To better understand groundwater and its recharge process, and to better protect and manage it, Stahl’s research focuses on two key questions.

  1. How does water become groundwater? Where does this water come from and when did it become groundwater? (Stahl is working with Jaclyn Gehring ’20, Yusuf Jameel of MIT, and Union geology professor John Garver on studies related to this question.)

Consider this example from Stahl.

The water in a household well might recharge (refill) locally or the water might come from mountains hundreds of miles away. In terms of when the well might recharge during the spring thaw, or the water filling it today might have arrived thousands of years ago during a very different climate. And as for how, that might be during strong rainstorms or from river water seeping into the aquifer.

“Knowing where, when, and how groundwater recharges is important to understanding the sustainability of our groundwater resources,” Stahl said. “And to understanding how the quantity and quality of this resource might be impacted by climate and environmental change.

Which segues to Stahl’s second key area of study.

  1. Arsenic contamination in groundwater is relatively common. How does this happen?

“High levels of groundwater arsenic pose a health risk to more than 150 million individuals across the world. While it’s most severe in Asia, more than 2 million Americans are estimated to be exposed to groundwater arsenic above EPA guidelines,” Stahl said. “In many cases, high levels of arsenic are naturally occurring and are not the direct result of human activities. However, human activities can influence the process of releasing arsenic.”

Naturally occurring arsenic is very sensitive to levels of oxygen or organic matter (like plant material and animal or human waste) in saturated soil, Stahl explained. Changes in the environment caused by human disruptions to the ground – such as flooding fields for irrigation or constructing ponds – can alter the geochemical conditions and cause arsenic to leach out of soil and rocks and into groundwater.

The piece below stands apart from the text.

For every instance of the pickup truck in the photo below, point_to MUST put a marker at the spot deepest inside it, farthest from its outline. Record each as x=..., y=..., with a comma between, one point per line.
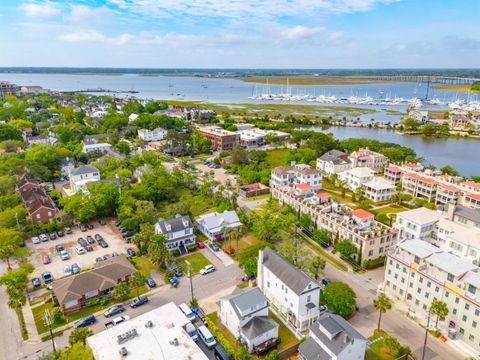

Together with colleagues Beck DeYoung ’21 and Ben Bostick and Craig Connolly (both of Columbia University), Stahl is studying how flooding patterns and surface water bodies (like ponds) might contribute to contamination.

A recent National Science Foundation Major Research Instrumentation Grant supports research on both questions. The funds will allow purchase of a cavity ring-down spectrometer, which measures isotopes of hydrogen and oxygen in water.

“By analyzing the isotopes in groundwater you can learn about the water’s source,” Stahl said. “You can track the where, when and how of groundwater recharge and the way groundwater moves through arsenic-affected aquifers. This is critical to understanding the conditions that drive arsenic release.”

Stahl is the principal investigator on the grant. Co-investigators are Holli Frey, professor and chair of geology; David Gillikin, professor of geology and director of environmental science and engineering; Donald Rodbell, professor of geology; and Anouk Verheyden-Gillikin, geology lecturer and stable isotope laboratory manager.